CHARLOTTE, North Carolina (Reuters) - A government program to bail out banks at the height of the financial crisis has so far turned a profit, according to a report by investment bank Keefe, Bruyette & Woods Inc.
The Capital Purchase Program, part of the $700 billion Troubled Asset Relief Program, has generated an average return of 10 percent on the initial investment in 61 banks that have fully repaid the aid, said the report, issued on Wednesday.
“Its pretty clear that unless the economy just craters, the bank portion of TARP will be profitable,” said Fred Cannon, bank analyst with Keefe, Bruyette and Woods.
About $137 billion, or two-thirds of the initial government investment, has been paid back, with $65 billion still to be repaid, the report said.
The often controversial program injected taxpayer funds into 707 banks nationwide in an effort to prop up the financial system at the height of the crisis in 2008 and 2009.
The KBW study found the U.S. Treasury has received $13 billion in earned income and $2.3 billion in posted losses in the program so far.
Six banks produced a return on investment for the government greater than 20 percent, according to the study.
Most major U.S. lenders repaid their government bailout aid in 2009 and early 2010. The remaining participants in the program are mostly smaller community and regional banks.

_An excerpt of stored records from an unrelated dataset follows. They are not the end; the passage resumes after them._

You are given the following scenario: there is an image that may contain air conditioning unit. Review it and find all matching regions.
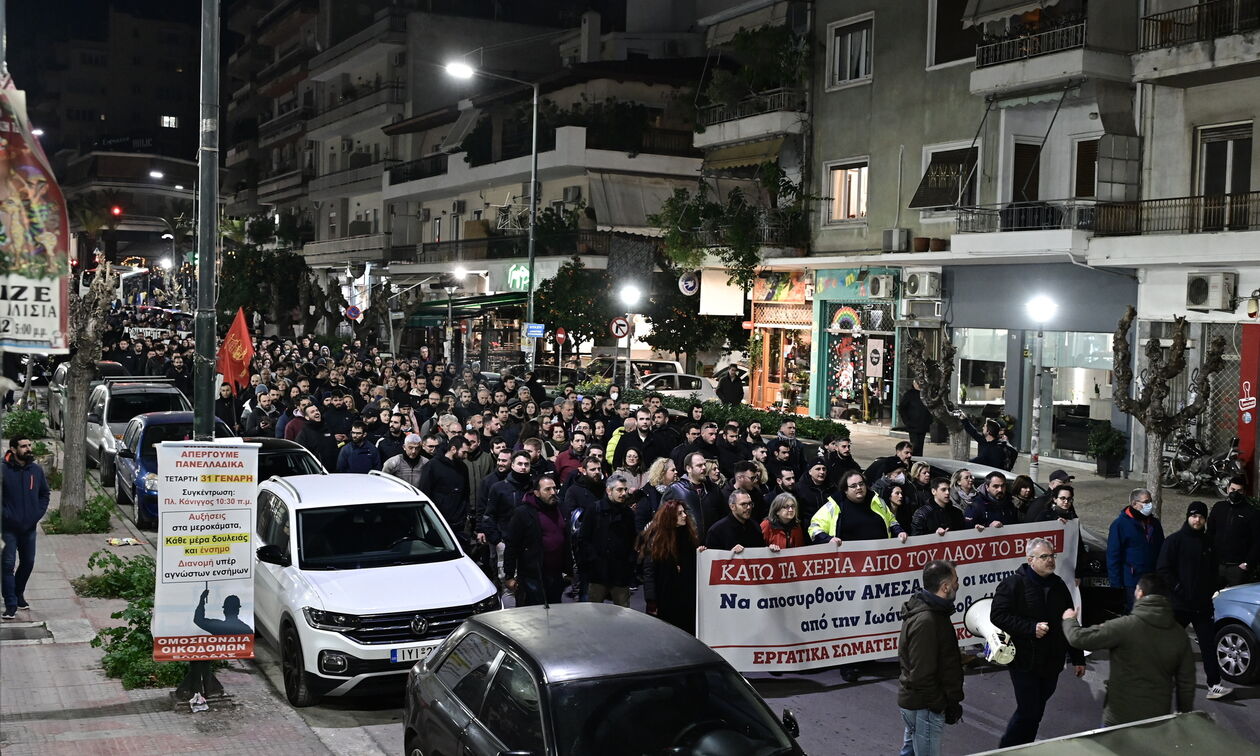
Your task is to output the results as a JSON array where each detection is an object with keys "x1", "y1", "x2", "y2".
[
  {"x1": 563, "y1": 185, "x2": 582, "y2": 203},
  {"x1": 417, "y1": 208, "x2": 431, "y2": 222},
  {"x1": 451, "y1": 200, "x2": 466, "y2": 214},
  {"x1": 901, "y1": 299, "x2": 943, "y2": 320},
  {"x1": 882, "y1": 228, "x2": 909, "y2": 253},
  {"x1": 1186, "y1": 271, "x2": 1237, "y2": 311},
  {"x1": 904, "y1": 270, "x2": 941, "y2": 298},
  {"x1": 868, "y1": 274, "x2": 895, "y2": 299}
]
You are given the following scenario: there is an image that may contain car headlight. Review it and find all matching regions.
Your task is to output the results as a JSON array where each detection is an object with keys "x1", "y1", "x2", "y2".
[
  {"x1": 473, "y1": 595, "x2": 501, "y2": 614},
  {"x1": 144, "y1": 473, "x2": 159, "y2": 492},
  {"x1": 302, "y1": 607, "x2": 362, "y2": 631}
]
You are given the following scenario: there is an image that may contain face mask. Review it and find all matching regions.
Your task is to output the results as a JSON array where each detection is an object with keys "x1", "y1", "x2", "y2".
[
  {"x1": 1137, "y1": 502, "x2": 1154, "y2": 517},
  {"x1": 1230, "y1": 490, "x2": 1246, "y2": 505},
  {"x1": 892, "y1": 473, "x2": 905, "y2": 484}
]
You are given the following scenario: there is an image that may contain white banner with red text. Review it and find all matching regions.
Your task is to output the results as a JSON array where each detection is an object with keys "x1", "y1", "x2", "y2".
[{"x1": 696, "y1": 521, "x2": 1078, "y2": 672}]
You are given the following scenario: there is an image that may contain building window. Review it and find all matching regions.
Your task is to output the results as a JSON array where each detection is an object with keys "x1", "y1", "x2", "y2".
[
  {"x1": 1011, "y1": 142, "x2": 1041, "y2": 203},
  {"x1": 826, "y1": 160, "x2": 869, "y2": 223},
  {"x1": 450, "y1": 214, "x2": 460, "y2": 242},
  {"x1": 432, "y1": 217, "x2": 442, "y2": 243},
  {"x1": 1197, "y1": 123, "x2": 1252, "y2": 196},
  {"x1": 828, "y1": 15, "x2": 873, "y2": 89},
  {"x1": 1074, "y1": 138, "x2": 1099, "y2": 198},
  {"x1": 912, "y1": 142, "x2": 979, "y2": 212},
  {"x1": 160, "y1": 115, "x2": 179, "y2": 128},
  {"x1": 929, "y1": 0, "x2": 982, "y2": 67}
]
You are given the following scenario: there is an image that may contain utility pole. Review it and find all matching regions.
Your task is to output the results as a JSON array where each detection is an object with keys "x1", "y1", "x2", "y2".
[{"x1": 192, "y1": 0, "x2": 220, "y2": 442}]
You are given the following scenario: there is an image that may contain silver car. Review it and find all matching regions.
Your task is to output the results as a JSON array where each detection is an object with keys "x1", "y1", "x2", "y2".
[
  {"x1": 85, "y1": 379, "x2": 189, "y2": 487},
  {"x1": 639, "y1": 372, "x2": 719, "y2": 402},
  {"x1": 48, "y1": 360, "x2": 128, "y2": 436}
]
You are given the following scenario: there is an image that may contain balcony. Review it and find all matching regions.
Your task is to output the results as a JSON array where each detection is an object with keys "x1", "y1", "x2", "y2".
[
  {"x1": 308, "y1": 10, "x2": 407, "y2": 82},
  {"x1": 389, "y1": 154, "x2": 449, "y2": 184},
  {"x1": 257, "y1": 167, "x2": 312, "y2": 202},
  {"x1": 1135, "y1": 0, "x2": 1260, "y2": 86},
  {"x1": 1094, "y1": 191, "x2": 1260, "y2": 236},
  {"x1": 258, "y1": 107, "x2": 310, "y2": 148},
  {"x1": 401, "y1": 231, "x2": 613, "y2": 265},
  {"x1": 228, "y1": 42, "x2": 271, "y2": 75},
  {"x1": 587, "y1": 128, "x2": 701, "y2": 158},
  {"x1": 956, "y1": 199, "x2": 1097, "y2": 233},
  {"x1": 309, "y1": 159, "x2": 396, "y2": 199},
  {"x1": 257, "y1": 45, "x2": 310, "y2": 83},
  {"x1": 302, "y1": 233, "x2": 391, "y2": 266},
  {"x1": 969, "y1": 20, "x2": 1132, "y2": 96},
  {"x1": 948, "y1": 200, "x2": 1096, "y2": 261},
  {"x1": 225, "y1": 142, "x2": 258, "y2": 168},
  {"x1": 697, "y1": 209, "x2": 808, "y2": 249},
  {"x1": 306, "y1": 83, "x2": 405, "y2": 140},
  {"x1": 694, "y1": 88, "x2": 806, "y2": 150}
]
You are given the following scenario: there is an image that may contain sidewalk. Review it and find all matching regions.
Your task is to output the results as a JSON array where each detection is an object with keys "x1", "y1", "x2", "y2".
[{"x1": 0, "y1": 487, "x2": 331, "y2": 756}]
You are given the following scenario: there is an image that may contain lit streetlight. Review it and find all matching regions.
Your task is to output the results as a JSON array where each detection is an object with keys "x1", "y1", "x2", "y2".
[
  {"x1": 149, "y1": 170, "x2": 165, "y2": 179},
  {"x1": 159, "y1": 258, "x2": 173, "y2": 270},
  {"x1": 619, "y1": 284, "x2": 642, "y2": 308},
  {"x1": 1026, "y1": 295, "x2": 1057, "y2": 482},
  {"x1": 618, "y1": 283, "x2": 642, "y2": 391},
  {"x1": 32, "y1": 128, "x2": 45, "y2": 137}
]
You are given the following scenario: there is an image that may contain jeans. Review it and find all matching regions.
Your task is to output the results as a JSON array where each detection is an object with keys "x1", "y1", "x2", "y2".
[
  {"x1": 1000, "y1": 667, "x2": 1060, "y2": 747},
  {"x1": 1, "y1": 527, "x2": 38, "y2": 611},
  {"x1": 516, "y1": 574, "x2": 566, "y2": 607},
  {"x1": 587, "y1": 583, "x2": 630, "y2": 607},
  {"x1": 1176, "y1": 609, "x2": 1222, "y2": 687},
  {"x1": 899, "y1": 707, "x2": 943, "y2": 756}
]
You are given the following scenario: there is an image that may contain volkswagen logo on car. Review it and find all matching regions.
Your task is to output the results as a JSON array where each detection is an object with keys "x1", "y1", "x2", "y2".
[{"x1": 411, "y1": 615, "x2": 430, "y2": 635}]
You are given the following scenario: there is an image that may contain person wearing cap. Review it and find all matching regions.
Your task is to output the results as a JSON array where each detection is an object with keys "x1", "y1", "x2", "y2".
[
  {"x1": 795, "y1": 459, "x2": 833, "y2": 526},
  {"x1": 1157, "y1": 501, "x2": 1232, "y2": 700},
  {"x1": 381, "y1": 433, "x2": 428, "y2": 487},
  {"x1": 1026, "y1": 469, "x2": 1074, "y2": 522}
]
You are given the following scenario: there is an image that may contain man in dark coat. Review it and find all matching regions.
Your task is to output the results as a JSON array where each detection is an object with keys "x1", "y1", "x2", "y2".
[
  {"x1": 991, "y1": 537, "x2": 1086, "y2": 748},
  {"x1": 716, "y1": 364, "x2": 745, "y2": 405},
  {"x1": 795, "y1": 459, "x2": 833, "y2": 527},
  {"x1": 704, "y1": 490, "x2": 766, "y2": 552},
  {"x1": 1108, "y1": 488, "x2": 1165, "y2": 613},
  {"x1": 503, "y1": 475, "x2": 571, "y2": 607},
  {"x1": 822, "y1": 435, "x2": 861, "y2": 486},
  {"x1": 1158, "y1": 500, "x2": 1231, "y2": 700},
  {"x1": 336, "y1": 422, "x2": 381, "y2": 473},
  {"x1": 577, "y1": 473, "x2": 638, "y2": 607},
  {"x1": 418, "y1": 437, "x2": 471, "y2": 537},
  {"x1": 478, "y1": 451, "x2": 532, "y2": 546},
  {"x1": 897, "y1": 560, "x2": 964, "y2": 755},
  {"x1": 864, "y1": 441, "x2": 913, "y2": 485},
  {"x1": 911, "y1": 477, "x2": 967, "y2": 536},
  {"x1": 898, "y1": 381, "x2": 933, "y2": 456},
  {"x1": 375, "y1": 413, "x2": 408, "y2": 463},
  {"x1": 2, "y1": 438, "x2": 51, "y2": 619},
  {"x1": 1208, "y1": 477, "x2": 1260, "y2": 586},
  {"x1": 295, "y1": 405, "x2": 342, "y2": 472},
  {"x1": 964, "y1": 472, "x2": 1021, "y2": 528}
]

The program currently has $65 billion in outstanding investments in 632 U.S. banks, with $4 billion in reported missed interest payments.
Cannon said he estimates the bank portion of TARP to ultimately return about 5 percent on the government’s initial investment, even if the economy continues to be sluggish.
“It can slip a bit, but I think it would take a huge dip to create losses in this program,” he said.
Under the terms of the program, U.S. Treasury received quarterly dividend payments from the banks and warrants that could be converted to common stock.
TARP was originally scheduled to shut down on October 3, 2010, but it is expected to be shuttered earlier as part of sweeping U.S. financial reform.